Conflating fiqh (human articulation of Divine Law) with sharia (Divine Law) causes people to assume that each fallible fiqh rule represents uncontestable DIvine L aw for Muslims, and that Muslims believe that these fiqh rules must be legislated as the law of the land. In Muslim circles, this sets the stage for political actors to push through their preferred fiqh rule with little or no opposition because the Muslim public assumes that the rule is divinely-directed, rather than being just one of many equally legitimate fiqh choices. This is often the technique used to support “sharia legislation” in Muslim majority countries today. It is also similar to a strategy used by anti-sharia activists in the United States whereby a few objectionable fiqh rules are selected to argue that sharia itself is offensive. In both cases, linguistic sleight of hand is being used to manipulate an unknowing public.
As this report explains, one (or even more than one) fiqh rule (human articulation of Divine Law) does not define sharia (Divine Law). It suggests the following three guidelines to avoid the most common pitfalls and misunderstandings that occur in public discourses about sharia.

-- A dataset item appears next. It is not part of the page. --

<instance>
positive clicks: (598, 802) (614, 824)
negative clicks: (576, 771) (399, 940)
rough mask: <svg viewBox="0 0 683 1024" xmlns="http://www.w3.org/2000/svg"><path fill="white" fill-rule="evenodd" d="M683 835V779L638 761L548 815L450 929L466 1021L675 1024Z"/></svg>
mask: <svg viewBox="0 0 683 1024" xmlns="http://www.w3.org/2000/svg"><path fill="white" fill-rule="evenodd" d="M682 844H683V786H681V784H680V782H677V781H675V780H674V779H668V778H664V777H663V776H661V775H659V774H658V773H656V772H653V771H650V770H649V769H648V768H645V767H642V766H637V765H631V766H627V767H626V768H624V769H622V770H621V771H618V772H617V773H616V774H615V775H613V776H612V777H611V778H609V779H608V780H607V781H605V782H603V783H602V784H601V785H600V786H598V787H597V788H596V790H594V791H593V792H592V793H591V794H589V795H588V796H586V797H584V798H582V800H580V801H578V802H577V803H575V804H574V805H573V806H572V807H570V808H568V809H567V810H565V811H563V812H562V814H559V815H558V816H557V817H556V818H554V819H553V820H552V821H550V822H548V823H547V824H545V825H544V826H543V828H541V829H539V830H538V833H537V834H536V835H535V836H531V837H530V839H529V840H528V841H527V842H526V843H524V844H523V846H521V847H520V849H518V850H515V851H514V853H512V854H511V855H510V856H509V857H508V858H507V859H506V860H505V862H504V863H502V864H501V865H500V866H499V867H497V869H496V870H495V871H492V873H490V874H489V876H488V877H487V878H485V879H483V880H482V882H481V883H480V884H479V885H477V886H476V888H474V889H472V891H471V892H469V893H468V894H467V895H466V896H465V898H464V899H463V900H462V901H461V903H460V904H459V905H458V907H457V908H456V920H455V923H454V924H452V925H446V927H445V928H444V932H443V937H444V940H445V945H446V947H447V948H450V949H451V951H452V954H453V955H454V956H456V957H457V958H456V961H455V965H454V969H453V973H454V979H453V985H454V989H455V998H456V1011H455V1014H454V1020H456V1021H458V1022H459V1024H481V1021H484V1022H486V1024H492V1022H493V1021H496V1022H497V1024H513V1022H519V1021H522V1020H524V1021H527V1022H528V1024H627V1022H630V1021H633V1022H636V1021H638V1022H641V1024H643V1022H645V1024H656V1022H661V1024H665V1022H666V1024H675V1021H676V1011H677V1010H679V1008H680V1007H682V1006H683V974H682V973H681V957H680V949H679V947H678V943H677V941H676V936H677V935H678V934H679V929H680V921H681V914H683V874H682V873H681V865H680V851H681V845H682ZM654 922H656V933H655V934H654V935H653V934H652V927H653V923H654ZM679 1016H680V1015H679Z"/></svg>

- Use the word “sharia” only to refer to the concept of perfect, divine Law of God in Islam; use the word “fiqh” when referring to the humanly-created doctrinal rules created by Muslim religious legal scholars as the result of their efforts to understand and articulate1 sharia;
- Remember that fiqh (human articulation of Divine Law) is pluralistic, made up of multiple variations of equally-legitimate schools of law and their respective doctrines, all of which are available to individual Muslims to choose from as they seek to live by sharia (Divine Law);
- Do not refer to the laws in Muslim-majority countries (even those claiming to be “Islamic states”) as “sharia.” They are merely a legislated selection of humanly-created fiqh rules; they cannot be said to be conclusively dictated by sharia itself.